The editorial apparatus has included editors affiliated with research centers such as the Folger Shakespeare Library, Columbia University, University of California, Berkeley, and Princeton University. The journal follows peer-review practices shaped by scholarly norms at organizations like the Modern Language Association and the American Historical Association. Published quarterly, its production involves collaboration between scholarly editors, advisory boards featuring members from institutions including Cambridge University and the University of Edinburgh, and publishers with distribution networks comparable to those of the Johns Hopkins University Press. Special issues have coordinated with conferences held by groups such as the Shakespeare Association of America and international symposiums hosted at venues like the University of Toronto and the University of Sydney.

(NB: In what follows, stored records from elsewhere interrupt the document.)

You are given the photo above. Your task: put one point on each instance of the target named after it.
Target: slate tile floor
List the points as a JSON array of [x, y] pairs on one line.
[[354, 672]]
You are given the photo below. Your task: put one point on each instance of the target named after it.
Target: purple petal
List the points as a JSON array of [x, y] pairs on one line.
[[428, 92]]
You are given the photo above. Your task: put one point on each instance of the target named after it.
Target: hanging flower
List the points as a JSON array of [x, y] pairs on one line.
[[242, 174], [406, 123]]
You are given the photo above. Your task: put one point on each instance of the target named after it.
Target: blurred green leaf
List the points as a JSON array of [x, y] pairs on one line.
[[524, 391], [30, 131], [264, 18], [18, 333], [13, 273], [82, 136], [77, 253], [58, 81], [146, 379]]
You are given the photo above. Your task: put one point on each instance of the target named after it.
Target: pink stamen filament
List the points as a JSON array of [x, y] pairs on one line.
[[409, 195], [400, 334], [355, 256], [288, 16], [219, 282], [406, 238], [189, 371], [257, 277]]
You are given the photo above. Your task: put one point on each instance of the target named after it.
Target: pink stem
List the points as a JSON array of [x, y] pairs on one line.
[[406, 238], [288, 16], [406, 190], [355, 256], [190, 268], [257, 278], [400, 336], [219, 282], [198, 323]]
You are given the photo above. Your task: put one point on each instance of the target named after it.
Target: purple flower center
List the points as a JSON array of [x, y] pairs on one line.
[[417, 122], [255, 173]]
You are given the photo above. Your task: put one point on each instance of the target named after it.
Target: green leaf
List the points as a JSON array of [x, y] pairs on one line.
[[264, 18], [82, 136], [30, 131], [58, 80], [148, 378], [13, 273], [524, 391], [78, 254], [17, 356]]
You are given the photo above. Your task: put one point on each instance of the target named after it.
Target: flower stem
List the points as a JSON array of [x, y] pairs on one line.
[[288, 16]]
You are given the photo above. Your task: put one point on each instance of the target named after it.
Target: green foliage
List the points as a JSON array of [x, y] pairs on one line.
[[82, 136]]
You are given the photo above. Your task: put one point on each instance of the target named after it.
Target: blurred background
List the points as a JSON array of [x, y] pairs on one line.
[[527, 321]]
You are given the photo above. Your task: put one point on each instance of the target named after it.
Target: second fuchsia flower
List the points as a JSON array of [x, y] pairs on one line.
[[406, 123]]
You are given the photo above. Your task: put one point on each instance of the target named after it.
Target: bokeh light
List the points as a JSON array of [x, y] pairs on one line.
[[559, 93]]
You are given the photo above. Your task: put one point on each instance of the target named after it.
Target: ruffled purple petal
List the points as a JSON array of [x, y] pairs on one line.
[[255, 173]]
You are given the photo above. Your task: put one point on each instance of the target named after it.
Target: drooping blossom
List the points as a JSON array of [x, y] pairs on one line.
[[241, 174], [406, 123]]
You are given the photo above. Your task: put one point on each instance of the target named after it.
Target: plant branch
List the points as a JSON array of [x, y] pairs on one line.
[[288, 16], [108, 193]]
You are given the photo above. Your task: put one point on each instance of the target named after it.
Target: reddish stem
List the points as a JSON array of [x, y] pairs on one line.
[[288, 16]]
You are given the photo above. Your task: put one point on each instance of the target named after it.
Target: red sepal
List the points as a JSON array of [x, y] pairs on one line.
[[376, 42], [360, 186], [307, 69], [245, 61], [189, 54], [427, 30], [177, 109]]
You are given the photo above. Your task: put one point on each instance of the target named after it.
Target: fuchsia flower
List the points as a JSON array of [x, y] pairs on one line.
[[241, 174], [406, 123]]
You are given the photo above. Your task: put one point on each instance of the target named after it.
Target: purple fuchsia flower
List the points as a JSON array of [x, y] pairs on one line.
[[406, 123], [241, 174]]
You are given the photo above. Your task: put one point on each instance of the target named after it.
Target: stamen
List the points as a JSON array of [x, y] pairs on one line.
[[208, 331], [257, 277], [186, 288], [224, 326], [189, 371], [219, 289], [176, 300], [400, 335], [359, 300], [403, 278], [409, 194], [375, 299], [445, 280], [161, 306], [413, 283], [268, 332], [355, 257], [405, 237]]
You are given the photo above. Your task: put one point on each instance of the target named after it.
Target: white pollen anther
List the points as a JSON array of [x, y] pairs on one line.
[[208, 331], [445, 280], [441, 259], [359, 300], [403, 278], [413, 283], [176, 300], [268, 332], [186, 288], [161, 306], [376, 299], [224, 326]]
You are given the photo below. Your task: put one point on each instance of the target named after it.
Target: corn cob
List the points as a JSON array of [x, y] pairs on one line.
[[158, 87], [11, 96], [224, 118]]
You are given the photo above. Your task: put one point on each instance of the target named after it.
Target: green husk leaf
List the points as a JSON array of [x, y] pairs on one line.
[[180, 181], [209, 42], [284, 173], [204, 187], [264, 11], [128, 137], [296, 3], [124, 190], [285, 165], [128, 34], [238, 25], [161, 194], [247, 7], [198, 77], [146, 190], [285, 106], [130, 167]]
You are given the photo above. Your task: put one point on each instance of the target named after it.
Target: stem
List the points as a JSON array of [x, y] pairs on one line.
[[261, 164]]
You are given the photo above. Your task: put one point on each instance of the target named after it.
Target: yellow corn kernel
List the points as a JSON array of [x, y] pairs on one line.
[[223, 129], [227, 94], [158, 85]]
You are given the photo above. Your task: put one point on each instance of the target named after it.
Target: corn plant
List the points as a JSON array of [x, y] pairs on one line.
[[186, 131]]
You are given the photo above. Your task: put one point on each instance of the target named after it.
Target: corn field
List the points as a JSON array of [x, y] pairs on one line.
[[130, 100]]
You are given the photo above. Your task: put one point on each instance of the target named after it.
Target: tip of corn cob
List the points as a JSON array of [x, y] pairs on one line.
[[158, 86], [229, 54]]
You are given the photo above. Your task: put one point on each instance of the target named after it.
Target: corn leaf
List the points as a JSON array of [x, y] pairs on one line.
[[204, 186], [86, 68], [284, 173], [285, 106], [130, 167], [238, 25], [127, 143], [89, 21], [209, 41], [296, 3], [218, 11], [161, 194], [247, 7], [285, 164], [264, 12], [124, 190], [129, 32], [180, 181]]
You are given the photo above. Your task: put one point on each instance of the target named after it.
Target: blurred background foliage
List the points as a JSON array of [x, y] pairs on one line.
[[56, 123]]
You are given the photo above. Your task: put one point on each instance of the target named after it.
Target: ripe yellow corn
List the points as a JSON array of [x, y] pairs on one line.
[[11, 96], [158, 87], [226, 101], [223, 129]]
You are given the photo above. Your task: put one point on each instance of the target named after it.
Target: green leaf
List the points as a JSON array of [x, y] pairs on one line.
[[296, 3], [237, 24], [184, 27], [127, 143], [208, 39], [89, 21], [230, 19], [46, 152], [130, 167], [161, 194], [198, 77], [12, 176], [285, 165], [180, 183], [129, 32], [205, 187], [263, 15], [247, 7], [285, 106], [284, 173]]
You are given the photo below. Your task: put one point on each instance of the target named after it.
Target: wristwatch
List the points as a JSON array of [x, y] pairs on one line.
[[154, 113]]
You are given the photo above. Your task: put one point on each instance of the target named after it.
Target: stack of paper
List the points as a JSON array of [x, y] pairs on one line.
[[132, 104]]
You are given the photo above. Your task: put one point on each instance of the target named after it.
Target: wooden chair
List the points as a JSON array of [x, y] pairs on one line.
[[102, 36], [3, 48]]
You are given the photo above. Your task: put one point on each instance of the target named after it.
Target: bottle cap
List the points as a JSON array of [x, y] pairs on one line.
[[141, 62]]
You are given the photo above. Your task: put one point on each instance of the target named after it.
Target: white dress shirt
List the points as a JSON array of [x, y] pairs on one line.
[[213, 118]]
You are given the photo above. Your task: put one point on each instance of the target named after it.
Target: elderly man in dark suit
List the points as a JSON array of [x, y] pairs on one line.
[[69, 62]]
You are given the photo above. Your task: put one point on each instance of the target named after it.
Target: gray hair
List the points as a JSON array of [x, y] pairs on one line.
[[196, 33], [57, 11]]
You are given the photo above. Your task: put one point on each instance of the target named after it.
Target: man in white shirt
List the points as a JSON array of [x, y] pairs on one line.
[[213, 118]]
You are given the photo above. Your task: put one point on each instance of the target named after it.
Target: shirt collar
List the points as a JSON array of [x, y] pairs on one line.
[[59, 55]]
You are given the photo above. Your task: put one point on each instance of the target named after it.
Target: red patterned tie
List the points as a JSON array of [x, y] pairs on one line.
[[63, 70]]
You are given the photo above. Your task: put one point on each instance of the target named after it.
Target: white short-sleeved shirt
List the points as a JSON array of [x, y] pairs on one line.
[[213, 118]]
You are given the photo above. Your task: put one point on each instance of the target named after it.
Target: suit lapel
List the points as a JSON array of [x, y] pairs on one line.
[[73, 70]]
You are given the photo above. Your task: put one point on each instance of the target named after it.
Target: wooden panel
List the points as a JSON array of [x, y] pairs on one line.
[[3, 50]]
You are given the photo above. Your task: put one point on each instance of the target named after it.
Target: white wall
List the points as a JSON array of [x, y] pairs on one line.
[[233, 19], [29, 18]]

Contributors have included leading scholars and critics associated with movements and institutions: Harold Bloom, Stephen Greenblatt, Marjorie Garber, Stanley Wells, E. A. J. Honigmann, Gordon McMullan, Katherine Duncan-Jones, Jonathan Bate, Emma Smith, David Kastan, Phyllis Rackin, Ann Thompson, Michael Neill, R. A. Foakes, Alison Findlay, Peter Holland, Sonia Massai, RSC affiliates, and performance critics tied to the New York Times and The Guardian. Influential articles have examined textual variance in the First Folio, staging practices at the Globe Theatre (London), authorship debates involving figures like Edward de Vere, 17th Earl of Oxford and Christopher Marlowe, and colonial-era appropriations in settings tied to the British Empire. The journal has published archival revelations from collections like the Victoria and Albert Museum and from personal papers associated with actors such as John Gielgud and directors like Peter Brook.
Scholarly reception frames the journal as central to anglophone Shakespeare studies, frequently cited alongside monographs from university presses at Cambridge University Press, Oxford University Press, and Routledge. Its influence extends into theatre practice at companies including the Royal Shakespeare Company, Shakespeare's Globe, and the National Theatre (United Kingdom), and into classroom syllabi at Harvard University, Yale University, University of California, Los Angeles, and King's College London. Debates sparked by essays in the journal have intersected with public controversies—such as reinterpretations of staging at the Stratford Festival and scholarly debates over authorship and textual editing—that engage media outlets like the BBC and the New York Times. The journal's work has informed exhibitions at the Folger Shakespeare Library and the British Library and has shaped digital projects and databases maintained by institutions like the Folger Shakespeare Library and Early English Books Online.